“That right?” Pete disengaged from me and shucked off his coat. “Well, I hope you like chili, Burke, because it’s smelling good in here.”
Have I mentioned that I love my husband? He didn’t bat an eye, didn’t object to having a stranger in his house, didn’t make the kid uncomfortable with questions. Just took his presence for granted and pulled out a chair for himself at the table.
Tuppence scooted over to get her welcome-home ear scratching from Pete while I pulled the cornbread out of the oven and ladled up big bowls of chili from the Crock Pot.
We were saving the urgent questions for the person most qualified to ask them. The person I’d called earlier. Her knock sounded two seconds later, and she wasted no time in letting herself in, stamping her feet as though to leave the accompanying cold draft out on the porch.

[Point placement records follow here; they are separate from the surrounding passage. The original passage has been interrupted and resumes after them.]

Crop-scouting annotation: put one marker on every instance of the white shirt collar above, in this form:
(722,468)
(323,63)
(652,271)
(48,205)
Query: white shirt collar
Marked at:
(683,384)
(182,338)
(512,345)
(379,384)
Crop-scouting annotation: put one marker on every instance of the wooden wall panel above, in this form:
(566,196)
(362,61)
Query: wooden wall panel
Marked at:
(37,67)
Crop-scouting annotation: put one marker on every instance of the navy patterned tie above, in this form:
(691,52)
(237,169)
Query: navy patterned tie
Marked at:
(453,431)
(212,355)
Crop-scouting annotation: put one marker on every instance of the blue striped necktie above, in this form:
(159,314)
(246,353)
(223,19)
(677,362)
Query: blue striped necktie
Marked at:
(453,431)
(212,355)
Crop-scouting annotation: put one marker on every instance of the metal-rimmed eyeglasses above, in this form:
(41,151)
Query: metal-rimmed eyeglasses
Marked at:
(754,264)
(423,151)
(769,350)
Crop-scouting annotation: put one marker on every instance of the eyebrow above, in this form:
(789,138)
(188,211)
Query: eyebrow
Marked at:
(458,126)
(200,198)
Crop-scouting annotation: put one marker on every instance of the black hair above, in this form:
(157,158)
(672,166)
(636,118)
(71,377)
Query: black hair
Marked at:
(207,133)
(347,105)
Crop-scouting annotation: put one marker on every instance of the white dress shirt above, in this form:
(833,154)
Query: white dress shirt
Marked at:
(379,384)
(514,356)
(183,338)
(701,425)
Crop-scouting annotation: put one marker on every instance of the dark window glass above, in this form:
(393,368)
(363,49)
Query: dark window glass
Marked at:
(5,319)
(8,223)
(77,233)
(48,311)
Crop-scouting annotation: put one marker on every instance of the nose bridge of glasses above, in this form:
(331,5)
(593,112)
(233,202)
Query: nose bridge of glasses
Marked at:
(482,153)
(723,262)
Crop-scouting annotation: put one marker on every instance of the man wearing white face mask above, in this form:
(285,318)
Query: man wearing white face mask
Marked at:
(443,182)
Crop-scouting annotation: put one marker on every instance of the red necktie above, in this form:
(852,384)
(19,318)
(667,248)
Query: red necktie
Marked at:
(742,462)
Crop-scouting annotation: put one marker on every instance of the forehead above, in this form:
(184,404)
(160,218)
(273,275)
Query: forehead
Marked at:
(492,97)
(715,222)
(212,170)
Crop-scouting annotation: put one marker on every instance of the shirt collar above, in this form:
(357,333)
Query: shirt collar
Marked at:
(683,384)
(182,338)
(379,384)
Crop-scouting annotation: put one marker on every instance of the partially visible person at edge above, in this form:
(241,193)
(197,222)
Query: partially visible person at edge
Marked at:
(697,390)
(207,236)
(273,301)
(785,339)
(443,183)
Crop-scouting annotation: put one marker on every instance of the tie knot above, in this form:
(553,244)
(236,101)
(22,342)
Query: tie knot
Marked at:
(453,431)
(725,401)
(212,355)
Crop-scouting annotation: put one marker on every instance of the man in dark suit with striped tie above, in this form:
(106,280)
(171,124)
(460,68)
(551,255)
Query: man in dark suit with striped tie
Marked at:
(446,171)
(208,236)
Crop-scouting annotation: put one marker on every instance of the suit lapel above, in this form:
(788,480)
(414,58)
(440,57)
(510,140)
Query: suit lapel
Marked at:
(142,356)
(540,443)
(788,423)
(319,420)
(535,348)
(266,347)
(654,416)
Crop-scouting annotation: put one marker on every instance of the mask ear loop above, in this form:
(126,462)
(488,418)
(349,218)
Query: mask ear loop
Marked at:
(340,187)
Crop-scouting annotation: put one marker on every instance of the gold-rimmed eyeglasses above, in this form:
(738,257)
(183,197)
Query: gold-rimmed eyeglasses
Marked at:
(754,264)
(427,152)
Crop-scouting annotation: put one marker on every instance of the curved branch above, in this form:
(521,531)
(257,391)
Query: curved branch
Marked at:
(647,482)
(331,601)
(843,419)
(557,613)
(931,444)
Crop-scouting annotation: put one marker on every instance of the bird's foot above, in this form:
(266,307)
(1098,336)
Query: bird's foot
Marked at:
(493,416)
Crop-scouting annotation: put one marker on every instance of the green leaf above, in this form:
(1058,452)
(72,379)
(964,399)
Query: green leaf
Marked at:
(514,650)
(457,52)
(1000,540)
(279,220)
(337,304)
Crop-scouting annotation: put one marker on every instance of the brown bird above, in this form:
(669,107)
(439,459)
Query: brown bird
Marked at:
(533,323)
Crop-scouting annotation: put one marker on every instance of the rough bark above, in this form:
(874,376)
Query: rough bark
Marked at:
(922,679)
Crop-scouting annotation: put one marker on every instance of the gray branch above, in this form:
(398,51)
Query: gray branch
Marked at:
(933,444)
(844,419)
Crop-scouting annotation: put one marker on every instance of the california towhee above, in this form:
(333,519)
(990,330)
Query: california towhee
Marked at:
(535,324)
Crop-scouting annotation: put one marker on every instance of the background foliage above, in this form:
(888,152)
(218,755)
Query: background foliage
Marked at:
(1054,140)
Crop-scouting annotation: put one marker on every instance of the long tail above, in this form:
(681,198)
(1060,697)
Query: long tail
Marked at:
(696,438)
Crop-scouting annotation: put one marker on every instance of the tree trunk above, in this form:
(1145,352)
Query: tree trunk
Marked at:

My eyeballs just about popped out of my head, and I juggled a bowl of chili for a moment before relaying it safely to the table. In the first time in—well, in forever—Sheriff Marge was out of uniform.
In jeans and loafers. Loafers! With socks, of course, considering the temperature outside.
“You can scrape your jaw off the floor,” she muttered as she shrugged out of her parka, revealing a floral print blouse tucked under a nifty hunter-green cardigan. A cardigan!
She looked like a Land’s End catalog model. Well, except her stout, compact physique wasn’t exactly catwalk material. And her short, tufty, salt-and-pepper hair was in need of a combing, and her reading glasses were riding low on the end of her nose. At least those aspects of her appearance were normal.
Her hat! It suddenly dawned on me. That iconic feature of her regular ensemble was nowhere to be seen. What’s a sheriff without a Stratton hat?
A grandmother. That’s exactly what she looked like. And what she really is, in her personal life. And maybe, just maybe, that’s how she wanted Burke to view her, so he wouldn’t be intimidated by the khaki creases and the badge and the duty belt and the gun and the Taser and the radio clipped to her shoulder, as she was—almost perpetually—attired.
I finally found my voice. “Sour cream? Honey butter?”
Pete gave me a nod, his eyes twinkling madly but remaining characteristically silent. We were going to pretend this was normal, even though Sheriff Marge had just shocked our socks off. All for the sake of a lost boy.
CHAPTER 4
Sheriff Marge waited until the boy was slathering his second wedge of cornbread with honey butter and I’d refilled his bowl. He had hollow legs, surely.
“Now, Burke,” she said, “do I know your mother?”
How’s a kid supposed to answer that? But Burke shrugged and shook his head. “She’s dead,” he mumbled around a mouthful.
There you go. Simple.
“How about your dad?” Sheriff Marge patted her left chest, realized her notebook wasn’t in its customary pocket location, and returned to spinning her coffee mug in careful circles.
“Gone.”
She inched forward to the edge of her seat. A parentless child was a very serious incident in Sheriff Marge’s domain. “When did he leave?”
“August 23rd.”
My brows mirrored Sheriff Marge’s as they arched above her reading glasses. Nearly five months ago. And the boy was so precise in his answer.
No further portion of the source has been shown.